There is a significant amount of software out there to assess the confidence interval associated with any curve fitted data. Also, the further any curve is extrapolated outside of the range of test parameters, the greater the spread in the confidence intervals. These equations are quite complex and vary with the distribution type. Due to this complexity, the following is intended to give a guideline to the number of test samples that will generally be needed.
One way to express the confidence is to state that the mean value of the test data is within a measurable error of the true mean of the entire population with a given confidence, usually in the 90%-99% range.
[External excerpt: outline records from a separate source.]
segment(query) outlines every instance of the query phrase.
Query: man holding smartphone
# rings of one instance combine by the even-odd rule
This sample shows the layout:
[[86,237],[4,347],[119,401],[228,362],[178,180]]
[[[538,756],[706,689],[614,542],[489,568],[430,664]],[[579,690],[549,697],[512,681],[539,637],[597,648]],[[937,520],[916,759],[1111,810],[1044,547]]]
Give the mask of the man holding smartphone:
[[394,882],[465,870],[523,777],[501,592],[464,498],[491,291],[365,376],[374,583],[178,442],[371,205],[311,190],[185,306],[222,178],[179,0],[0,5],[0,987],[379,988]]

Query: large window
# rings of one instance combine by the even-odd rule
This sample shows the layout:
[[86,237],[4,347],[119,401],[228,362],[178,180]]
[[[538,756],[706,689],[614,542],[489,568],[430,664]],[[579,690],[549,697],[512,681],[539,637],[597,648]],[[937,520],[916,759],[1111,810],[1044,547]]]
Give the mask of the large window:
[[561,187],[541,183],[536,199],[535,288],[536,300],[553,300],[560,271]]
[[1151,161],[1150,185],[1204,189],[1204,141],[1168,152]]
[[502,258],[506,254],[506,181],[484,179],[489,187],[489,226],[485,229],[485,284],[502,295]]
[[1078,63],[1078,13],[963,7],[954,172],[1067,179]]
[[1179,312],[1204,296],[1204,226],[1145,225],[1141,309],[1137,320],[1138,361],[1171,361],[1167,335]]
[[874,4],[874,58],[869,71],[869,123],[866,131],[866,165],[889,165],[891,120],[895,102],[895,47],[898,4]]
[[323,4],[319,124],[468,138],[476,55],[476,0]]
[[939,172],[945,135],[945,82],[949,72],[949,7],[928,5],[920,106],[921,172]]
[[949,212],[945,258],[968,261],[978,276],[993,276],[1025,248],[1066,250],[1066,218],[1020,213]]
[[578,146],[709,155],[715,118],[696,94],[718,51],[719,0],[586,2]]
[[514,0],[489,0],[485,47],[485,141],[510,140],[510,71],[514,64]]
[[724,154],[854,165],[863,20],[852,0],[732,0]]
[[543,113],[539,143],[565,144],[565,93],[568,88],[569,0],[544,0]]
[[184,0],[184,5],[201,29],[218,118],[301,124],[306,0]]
For example, we could set up a test with 95% confidence that the test data accurately predicts the true mean life (or any other reliability level for that mater) within a maximum error of +/- 25%. When the confidence interval is taken into account, there needs to be sufficient gap (conservatism) between the reliability curve and the customer requirement to cover this uncertainty.
A conservative estimate for the number of test samples needed given an acceptable margin of error for a 95% confidence level is:
where: |
N = 1/e2 N = Total Test Samples Needed |
Using the above example of 25% maximum acceptable error and 95% confidence, the minimum number of test samples is 16. This can be used to illustrate meeting a specific customer requirement as follows:

In the above example, the customer may have a requirement for 5,000 cycles at the tested pressure level with 99% reliability and 95% confidence. The fitted curve indicates that at 5,000 cycles, a lower-bound 95% confidence limit reliability of 99.4% can be achieved, therefore meeting the customer requirement. Another way of looking at this is that the product is capable of 6,000 cycles at the tested pressure level with 99% reliability and 95% confidence.